Effondrement des prix des cryptomonnaies

Les conditions actuelles du marché de la crypto indiquent que Celsius n’est probablement pas au bout de ses peines. La plupart des cryptomonnaies majeures ont piqué du nez au cours du week-end dans un vent de panique qui a soufflé le marché, porté en partie par des indicateurs économiques inquiétants frappant l’économie mondiale.

Lundi matin, le S&P 500 perdait plus de 3 % de sa valeur, tandis que Dow Jones perdait un peu plus de 2,5 %. Ces deux indices connaissent une année difficile : ils ont respectivement reculé de 21,4 % et de 16,3 % depuis le début de 2022.

Le prix du bitcoin, la cryptomonnaie la plus populaire, avait chuté de près de 16 % en 24 heures, lundi matin. D’un sommet de plus de 67 000 $ US en novembre 2021, le prix du bitcoin, très volatil en temps normal, atteint maintenant un peu plus de 23 000 $ US.

Pour Hilary J. Allen, professeure de droit au Washington College of Law et experte en réglementation de la crypto, il n’est guère étonnant de voir le marché de la crypto s’effondrer dans les circonstances économiques actuelles.

Il n’est pas surprenant que dans un environnement où les taux d’intérêt augmentent, l’argent facile quitte le système. Il y a moins d’argent à investir dans les cryptoactifs, juge-t-elle.

Mme Allen explique que des investisseurs qui ont placé des cryptoactifs du côté de Celsius pourraient être durement affectés si l’entreprise s’effondre.

Pour les gens qui ne disposaient pas de beaucoup de moyens pour investir là-dedans, c’est potentiellement dévastateur. Nous avons vu avec [l’effondrement des cryptomonnaies Terra et Luna en mi-mai] qu’il y a eu au moins un suicide. Les gens publiaient des lignes de prévention du suicide dans les groupes sur Reddit et ainsi de suite. Je suspecte que nous verrons la même chose avec Celsius parce que beaucoup de gens ont investi beaucoup d’argent qu’ils ne pouvaient pas se permettre de perdre, ajoute Mme Allen.

Un modèle d’affaires critiqué

C'est une photo de profil d'un homme qui regarde la caméra.

Le PDG de Celsius, Alex Mashinsky Photo : Capture d’écran – Linkedin

Au moment d’investir dans Celsius, la CDPQ avait vanté le modèle d’affaires de l’entreprise. La technologie des chaînes de blocs présente un potentiel perturbateur pour plusieurs secteurs de l’économie traditionnelle, avait déclaré Alexandre Synnett, premier vice-président et chef des technologies à la CDPQ, dans un communiqué.

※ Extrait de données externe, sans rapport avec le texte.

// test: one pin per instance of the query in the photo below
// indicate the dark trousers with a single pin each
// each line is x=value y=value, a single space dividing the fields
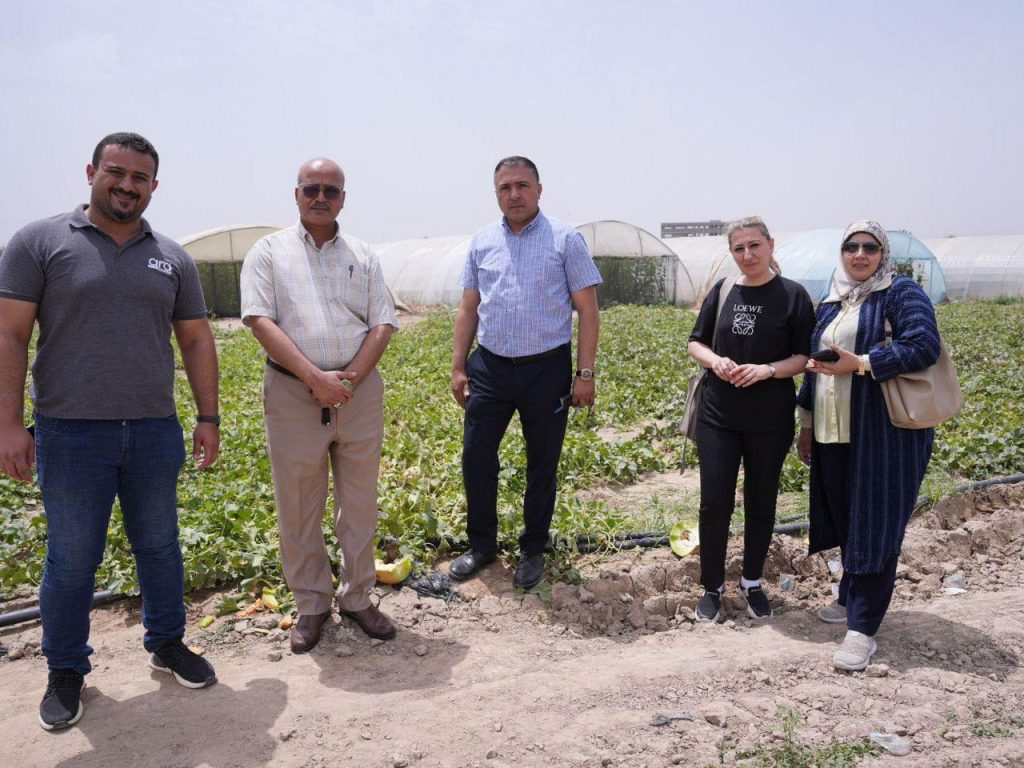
x=866 y=596
x=499 y=387
x=721 y=451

L’enquête de Radio-Canada recensait les inquiétudes soulevées par des experts du domaine de la crypto, qui soulignaient que Celsius utilise des pratiques financières semblables à celles ayant mené à l’implosion du système financier en 2008. Plusieurs États américains avaient d’ailleurs allégué que l’entreprise vendait des valeurs mobilières non enregistrées et ont forcé l’entreprise à limiter ses activités aux États-Unis.

Le ministère fédéral des Finances, qui n’avait pas offert de commentaire précis concernant Celsius, avait toutefois statué que les entreprises qui agissent de façon non réglementée – comme c’est le cas de Celsius – font illégalement affaire au Canada.

Le reportage révélait également que Celsius compte dans son orbite plusieurs individus qui se retrouvent au cœur de controverses dans le monde de la crypto, dont une personne liée à des sites que les autorités financières canadiennes ont à l’œil.

En réponse à des questions découlant de notre enquête, qui soulevait des inquiétudes quant aux activités de Celsius, la CDPQ avait réitéré son soutien à l’entreprise. Tous les investissements de la Caisse font l’objet d’un processus d’analyse rigoureux afin de prendre des décisions avisées dans l’intérêt de nos déposants, nous avait répondu une porte-parole.

Consternation chez les clients

L’annonce de dimanche soir a causé de la consternation chez les clients de Celsius. En réponse au gazouillis de l’entreprise concernant le gel sur les transactions, de nombreux clients ont fustigé la décision. Le silence radio du PDG de l’entreprise, Alex Mashinsky, a aussi fait réagir.

Alex tweete constamment, il se vante que Celsius est une entreprise magnifique, il critique les autres plateformes. Et maintenant, quand nous attendons désespérément de l’entendre, il est silencieux. Il n’a offert aucune mise à jour, alors que la communauté vit cette dure épreuve. C’EST DÉGOÛTANT, a écrit un client dans un groupe Telegram de la communauté Celsius.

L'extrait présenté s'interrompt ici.